Student 2 “What? Your dad is Santa Claus?”
Student 1 “No, my dad calls my boyfriend Santa Claus to take the piss.”
Student 2 “What about your dad and pissing?”
Student 1 “My dad calls my boyfriend Santa Claus to make fun of him.”
Student 2 “I’ve written ‘piss’ in my essay.”
Me “Alright, you can only do one thing at a time, and for now, that’s an essay. Got it?”
Student 2 “I’m not getting distracted.”
Me “You know those blinders that horses wear to keep them from seeing anything either side of the racetrack? I’m going to get you a pair of those so you can focus exclusively on the essay.”
Student 2 “I’m not getting distracted!”
Student 1 “You know, a box would do.”
Me “Actually, I have a box...”
Then I cut one side off a box and spent the next wee while forcing my student to wear it while she wrote her essay, but that’s primarily visual humour, so it doesn’t blog well...
Dean “I wanted to talk to you about Siobhan.”
Me “Never heard of her.”
Dean “She’s not one of yours. She’s in Ms Singh’s class. But she’s out of her depth. She’s really struggling with the class, and is panicking about the upcoming exam. So I said I’d have a word with you.”
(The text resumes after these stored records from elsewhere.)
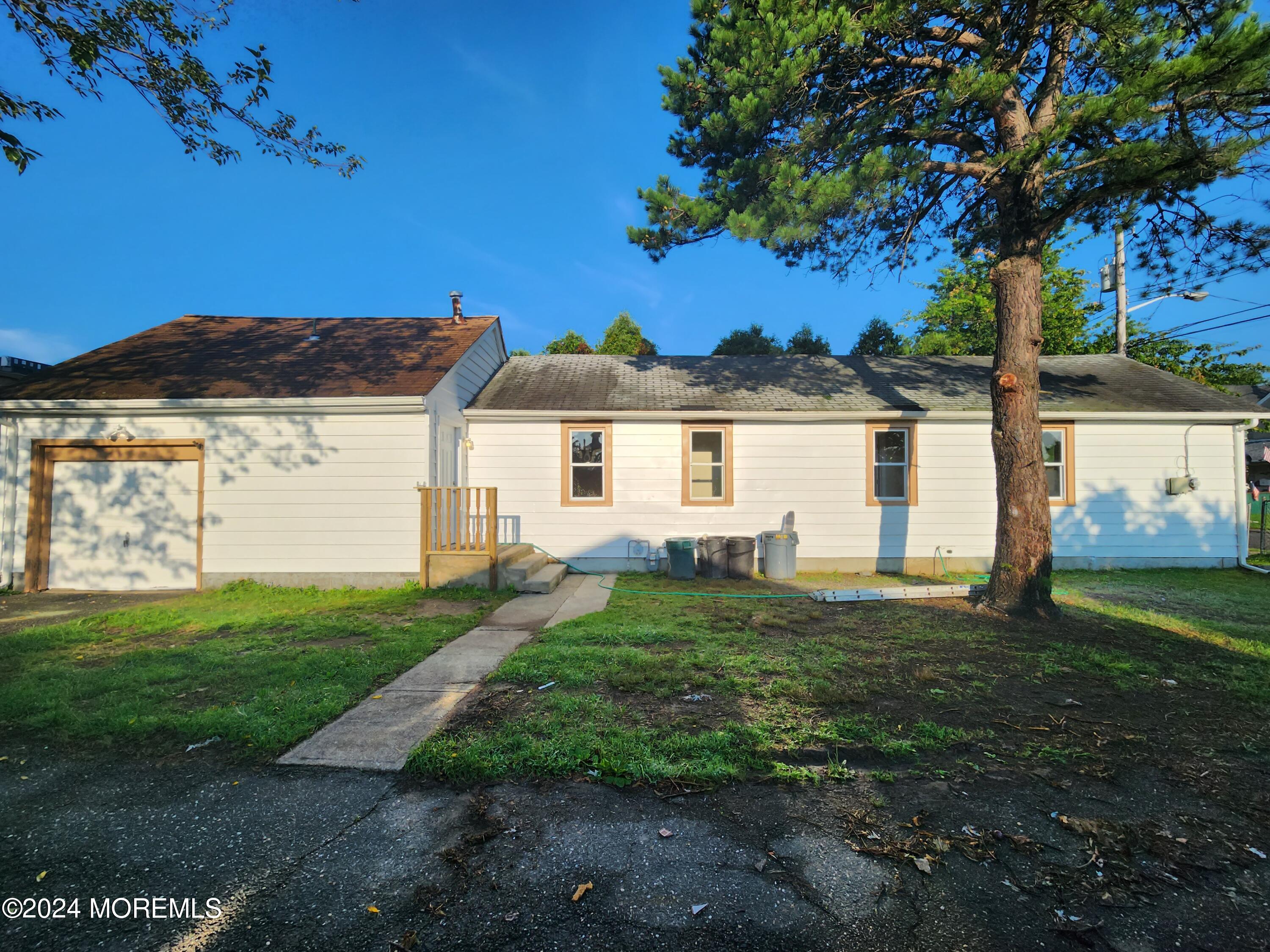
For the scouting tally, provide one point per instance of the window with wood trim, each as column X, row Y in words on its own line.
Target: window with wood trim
column 1058, row 451
column 586, row 464
column 891, row 451
column 707, row 464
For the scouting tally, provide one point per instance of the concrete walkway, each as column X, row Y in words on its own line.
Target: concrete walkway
column 381, row 732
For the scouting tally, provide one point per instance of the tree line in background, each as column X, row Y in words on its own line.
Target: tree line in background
column 623, row 337
column 961, row 319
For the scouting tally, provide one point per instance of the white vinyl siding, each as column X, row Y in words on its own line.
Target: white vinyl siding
column 286, row 494
column 818, row 470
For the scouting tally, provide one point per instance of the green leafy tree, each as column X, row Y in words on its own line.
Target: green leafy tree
column 804, row 341
column 625, row 337
column 1216, row 365
column 750, row 342
column 152, row 46
column 572, row 343
column 961, row 319
column 963, row 306
column 878, row 339
column 851, row 134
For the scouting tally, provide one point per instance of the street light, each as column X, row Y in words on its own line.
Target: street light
column 1185, row 295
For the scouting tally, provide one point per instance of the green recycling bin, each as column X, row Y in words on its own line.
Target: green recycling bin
column 682, row 558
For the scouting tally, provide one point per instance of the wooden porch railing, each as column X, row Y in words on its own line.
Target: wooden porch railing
column 459, row 521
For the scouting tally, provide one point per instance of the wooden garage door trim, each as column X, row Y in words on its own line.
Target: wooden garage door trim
column 40, row 508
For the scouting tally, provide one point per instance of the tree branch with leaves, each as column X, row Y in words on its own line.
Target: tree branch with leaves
column 152, row 46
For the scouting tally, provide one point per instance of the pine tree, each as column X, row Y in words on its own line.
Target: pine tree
column 878, row 339
column 848, row 134
column 572, row 343
column 804, row 341
column 750, row 342
column 625, row 337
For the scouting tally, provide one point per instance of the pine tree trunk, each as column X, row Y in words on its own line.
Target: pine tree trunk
column 1020, row 572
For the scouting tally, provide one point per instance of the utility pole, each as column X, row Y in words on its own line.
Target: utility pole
column 1122, row 297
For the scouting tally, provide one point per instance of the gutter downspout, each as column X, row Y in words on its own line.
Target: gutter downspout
column 1241, row 509
column 8, row 498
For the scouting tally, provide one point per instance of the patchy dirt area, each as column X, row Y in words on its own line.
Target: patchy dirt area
column 21, row 611
column 422, row 610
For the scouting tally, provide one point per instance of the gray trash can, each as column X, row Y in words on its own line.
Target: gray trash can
column 713, row 556
column 780, row 555
column 741, row 558
column 680, row 561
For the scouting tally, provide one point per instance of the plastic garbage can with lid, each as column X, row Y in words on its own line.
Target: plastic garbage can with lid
column 780, row 554
column 741, row 558
column 714, row 556
column 681, row 558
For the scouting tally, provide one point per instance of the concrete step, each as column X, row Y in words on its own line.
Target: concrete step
column 524, row 568
column 544, row 582
column 510, row 553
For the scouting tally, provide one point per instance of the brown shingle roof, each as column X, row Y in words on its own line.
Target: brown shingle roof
column 596, row 384
column 200, row 356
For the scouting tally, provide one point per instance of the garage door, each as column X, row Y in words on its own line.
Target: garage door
column 119, row 525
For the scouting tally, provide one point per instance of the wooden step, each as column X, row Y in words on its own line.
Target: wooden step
column 545, row 581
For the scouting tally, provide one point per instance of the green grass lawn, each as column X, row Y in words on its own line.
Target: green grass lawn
column 256, row 666
column 902, row 681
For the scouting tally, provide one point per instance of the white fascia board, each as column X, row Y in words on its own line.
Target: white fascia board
column 809, row 417
column 210, row 408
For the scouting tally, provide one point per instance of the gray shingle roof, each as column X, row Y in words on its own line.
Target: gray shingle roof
column 597, row 384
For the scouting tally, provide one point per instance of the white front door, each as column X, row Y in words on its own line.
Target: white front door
column 447, row 456
column 124, row 526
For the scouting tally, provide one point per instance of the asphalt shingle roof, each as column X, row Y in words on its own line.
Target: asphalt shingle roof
column 599, row 384
column 209, row 357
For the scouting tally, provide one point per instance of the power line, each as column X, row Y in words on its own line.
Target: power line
column 1179, row 337
column 1218, row 273
column 1193, row 327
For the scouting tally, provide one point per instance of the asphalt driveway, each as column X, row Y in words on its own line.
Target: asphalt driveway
column 301, row 858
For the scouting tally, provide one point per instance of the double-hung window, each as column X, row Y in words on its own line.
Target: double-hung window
column 586, row 464
column 707, row 464
column 1057, row 452
column 892, row 460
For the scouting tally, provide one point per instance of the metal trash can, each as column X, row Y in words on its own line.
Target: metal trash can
column 780, row 555
column 713, row 556
column 681, row 558
column 741, row 558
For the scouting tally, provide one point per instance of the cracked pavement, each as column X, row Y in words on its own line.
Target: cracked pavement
column 298, row 858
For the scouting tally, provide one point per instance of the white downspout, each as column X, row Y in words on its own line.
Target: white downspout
column 1241, row 507
column 8, row 498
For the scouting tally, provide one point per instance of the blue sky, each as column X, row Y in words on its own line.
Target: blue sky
column 503, row 149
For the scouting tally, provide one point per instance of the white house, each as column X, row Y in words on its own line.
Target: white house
column 216, row 448
column 291, row 451
column 883, row 460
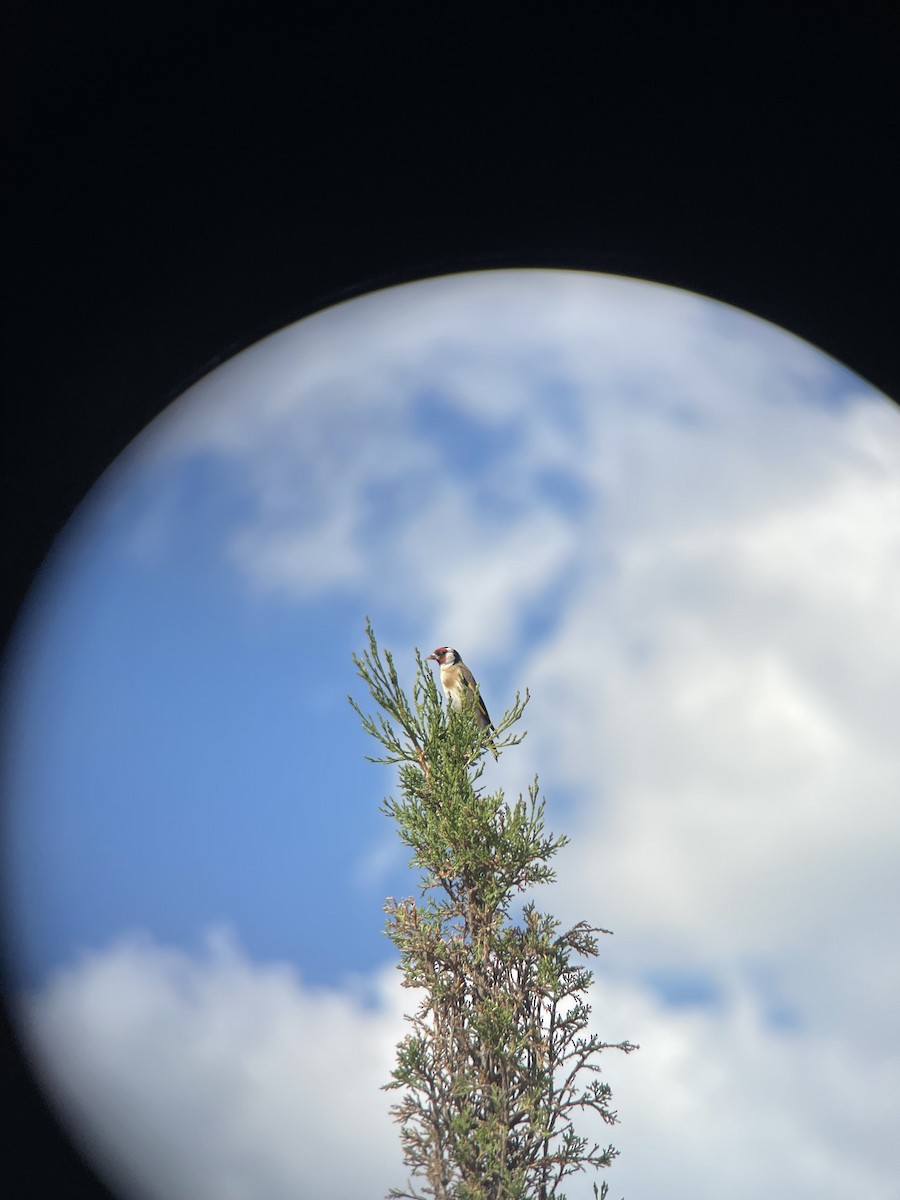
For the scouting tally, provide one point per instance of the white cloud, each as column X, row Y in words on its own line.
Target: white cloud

Me “Okay. Well, I have a free period when Singh has that class, so how about I pull her out of English for tomorrow and have a chat with her. I’ll see where she is, and what she needs, then we’ll take it from there as to whether I send her back to English, or whether I do some work with her in that time slot for a few days.”
Dean “That sounds good.”
This is the Dean under whom I worked when I first started at Hoodrat High. He was always at me to knock off the “unorthodox” stuff – a nice way of saying I shouldn’t stick my nose into other teachers’ business. But after all these years, he knows Who I Am and What I Do.
I don’t do it for the validation, but when it comes it doesn’t suck.
The good thing about teaching so close to the drama department is that we always have a soundtrack, be it the repeating tracks the Dance classes are learning steps to, or just the Drama teacher shouting. (I liked it when she turned up – I wasn’t the loudest teacher anymore...) In this instance, choral music.
Student “Is there a Church here?”
Me “It’s the Rapture. God’s come to take away all the bad people.”
Student “I thought he was going to take away the good people.’
Me “Ah. That explains why you’re all still here.”
We laugh together, me and my predominantly Christian Pacific Island students.
Well, I laugh.
Student 1 “Mister, are you a gothic?”
Student 2 “Of course Mister’s not a gothic. He’s not wearing black nail polish.”
Student 1 “Nah, I’ve seen the CDs he has in his back cupboard – all rock and stuff. He’s a gothic.”
Student 2 “No, he can’t be a gothic – he’s a teacher, and gothics hate kids. And a gothic couldn’t be a teacher at this school anyway, because gothics hate people of other races, and cultural diversity, right mister?”
Me “Exactly right.”
My flatmate tells me I shouldn’t be encouraging these sorts of ideas...
The class I was informally teaching last term has been officially given to me now. My girl – the one who alerted me to the problems in her class, who got me to come in and take over from the teacher who was buggering things up – said she misses the old teacher: the class may not have learned - or passed - anything, but I’m making them do work, which is far and away a worse option. When I point out that she has to work to pass, she argues that she would rather not work and just accept the failure. She would rather face the consequences of apathy than reap the rewards of effort, because effort takes, you know, effort.
Then she tells me that she’s revised her plans to drop out next year: She is going to come back on the first day of school, and see who her English teacher is. If it’s not me, she’s going back home. But of it is, we keep this one for one more year.
This job kills me some days. But you know, some days, it doesn’t.